L’année 2022 a aussi vu une France qui attire autant les investisseurs que les touristes. Il suffisait de voir le flux continu de touristes internationaux dans les rues parisiennes pendant les fêtes de fin d’année. Dans le monde post-Covid, la France demeure la première destination touristique mondiale. Notre pays est aussi le plus attractif d’Europe pour les investisseurs étrangers et cela depuis 2019. La réélection du Président sortant a contribué à ces bons résultats car les Français ont fait le choix de la stabilité, pour la première fois hors cohabitation sous la Ve République depuis le général de Gaulle. Or on le sait, la stabilité politique est souvent source de confiance. Les efforts menés depuis 2017 sur le plan économique portent leurs fruits en renforçant notre compétitivité, créant ainsi des emplois et amorçant des relocalisations. Dans la décennie à venir, la réindustrialisation sera un enjeu majeur pour demeurer un pays qui compte sur la scène mondiale. Autant de signes positifs pour notre influence car l’état et la dynamique du pays, sa capacité à se réformer, à être acteur du progrès, sont des vecteurs de notre « soft power ».

En ce début d’année, si les perspectives sont moroses, le vrai piège pour l’influence française serait l’immobilisme sur la scène internationale. Avec la conviction qu’en étant plus forte à « l’intérieur », la France pourra être plus ambitieuse à « l’extérieur », elle doit continuer à se réformer si elle veut prospérer et affronter tous les périls de notre temps. Pour être crédible et donc audible, la France doit continuer à rendre son économie plus conquérante tout en maîtrisant mieux ses dépenses publiques. Pour être respectée, elle devra moderniser et développer son appareil militaire.
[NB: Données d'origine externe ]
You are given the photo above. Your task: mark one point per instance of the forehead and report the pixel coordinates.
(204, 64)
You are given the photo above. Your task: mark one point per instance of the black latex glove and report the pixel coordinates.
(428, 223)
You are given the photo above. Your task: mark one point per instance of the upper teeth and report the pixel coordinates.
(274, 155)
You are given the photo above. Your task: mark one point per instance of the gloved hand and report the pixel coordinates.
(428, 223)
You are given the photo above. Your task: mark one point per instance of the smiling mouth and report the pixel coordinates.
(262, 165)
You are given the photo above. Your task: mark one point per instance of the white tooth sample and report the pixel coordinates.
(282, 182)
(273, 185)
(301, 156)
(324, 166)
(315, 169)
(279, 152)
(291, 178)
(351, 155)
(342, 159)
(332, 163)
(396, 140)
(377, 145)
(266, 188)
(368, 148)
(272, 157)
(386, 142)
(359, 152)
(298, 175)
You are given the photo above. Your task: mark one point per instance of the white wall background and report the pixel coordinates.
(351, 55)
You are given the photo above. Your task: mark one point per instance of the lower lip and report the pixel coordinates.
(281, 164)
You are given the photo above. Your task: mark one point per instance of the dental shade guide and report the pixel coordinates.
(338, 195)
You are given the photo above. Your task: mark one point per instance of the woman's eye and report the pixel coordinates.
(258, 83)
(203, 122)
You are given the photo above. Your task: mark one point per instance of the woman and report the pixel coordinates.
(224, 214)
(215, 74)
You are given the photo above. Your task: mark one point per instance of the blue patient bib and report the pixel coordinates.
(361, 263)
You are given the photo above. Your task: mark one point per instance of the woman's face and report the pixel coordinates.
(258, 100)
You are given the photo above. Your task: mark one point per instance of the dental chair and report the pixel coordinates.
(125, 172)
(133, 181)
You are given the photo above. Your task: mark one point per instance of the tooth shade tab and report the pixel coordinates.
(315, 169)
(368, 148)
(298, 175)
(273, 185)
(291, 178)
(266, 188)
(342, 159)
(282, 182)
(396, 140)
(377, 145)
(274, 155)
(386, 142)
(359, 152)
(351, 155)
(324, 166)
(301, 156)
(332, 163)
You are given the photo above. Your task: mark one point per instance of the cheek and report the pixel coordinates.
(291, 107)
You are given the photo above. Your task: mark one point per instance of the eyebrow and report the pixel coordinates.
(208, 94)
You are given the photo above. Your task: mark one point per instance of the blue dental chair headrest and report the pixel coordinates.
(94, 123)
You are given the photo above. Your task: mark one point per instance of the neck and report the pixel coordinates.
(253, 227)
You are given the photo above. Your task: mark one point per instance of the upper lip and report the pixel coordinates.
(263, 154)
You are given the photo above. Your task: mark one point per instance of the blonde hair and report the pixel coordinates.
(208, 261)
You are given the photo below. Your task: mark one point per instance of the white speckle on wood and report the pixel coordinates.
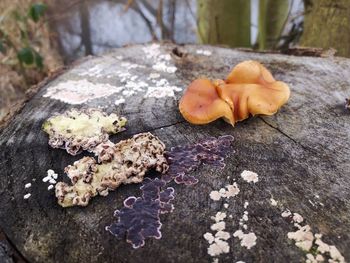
(220, 216)
(303, 237)
(286, 213)
(26, 196)
(203, 52)
(273, 202)
(246, 203)
(79, 91)
(249, 176)
(209, 237)
(218, 226)
(222, 235)
(247, 240)
(297, 218)
(154, 76)
(119, 101)
(215, 195)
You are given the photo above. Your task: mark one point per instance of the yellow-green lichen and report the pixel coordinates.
(77, 130)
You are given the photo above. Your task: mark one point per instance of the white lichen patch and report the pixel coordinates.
(80, 91)
(286, 213)
(218, 242)
(227, 192)
(249, 176)
(26, 196)
(77, 130)
(209, 237)
(203, 52)
(303, 237)
(297, 218)
(218, 247)
(307, 241)
(119, 101)
(220, 216)
(162, 62)
(161, 92)
(215, 195)
(273, 202)
(50, 178)
(247, 240)
(218, 226)
(246, 203)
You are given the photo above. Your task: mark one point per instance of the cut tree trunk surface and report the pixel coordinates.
(301, 155)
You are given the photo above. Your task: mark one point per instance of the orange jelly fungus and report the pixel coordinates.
(249, 89)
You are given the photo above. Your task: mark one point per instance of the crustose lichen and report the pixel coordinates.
(124, 163)
(77, 130)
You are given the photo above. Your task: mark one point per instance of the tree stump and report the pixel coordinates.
(301, 155)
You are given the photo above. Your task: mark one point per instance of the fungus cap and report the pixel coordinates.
(201, 103)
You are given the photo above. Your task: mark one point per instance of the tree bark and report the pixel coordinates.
(85, 27)
(327, 25)
(301, 155)
(272, 19)
(224, 22)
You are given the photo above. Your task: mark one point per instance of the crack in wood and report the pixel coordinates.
(288, 136)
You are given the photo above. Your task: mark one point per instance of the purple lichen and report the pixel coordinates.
(185, 159)
(139, 218)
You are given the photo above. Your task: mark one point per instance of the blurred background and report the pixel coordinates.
(38, 37)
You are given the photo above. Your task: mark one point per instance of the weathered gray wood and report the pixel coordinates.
(299, 153)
Pour être suivie, elle devra prendre des initiatives et apporter des solutions concrètes aux défis contemporains.

L’autre danger qui nous guette serait d’être perçus - suivant le dicton québécois - comme « grands parleurs, petits faiseurs ». En 2023, la France devra être davantage dans l’action et moins dans l’incantation. Moins de paroles, plus d'actes ! C’est aussi l’un des enjeux des « Etats généraux de la diplomatie » en cours. Par gros temps, notre diplomatie a besoin de se repenser. Quelles priorités ? Quels objectifs et quels moyens ? Mais aussi quelles zones géographiques ? En Afrique, par exemple, il est urgent d’enrayer notre déstabilisation…

Si le hard power prévaut à nouveau à la faveur de la guerre en Ukraine et de la montée des périls à travers le monde, nous pensons au Club France Initiative que le soft power a encore de beaux jours devant lui et qu'il reste un atout considérable pour la France. Les Français en général et les Français à l'étranger en particulier en sont les meilleurs ambassadeurs. Alors en 2023, faisons preuve d'audace, encore de l'audace, toujours de l'audace, de celle qui finit par faire sourire la fortune.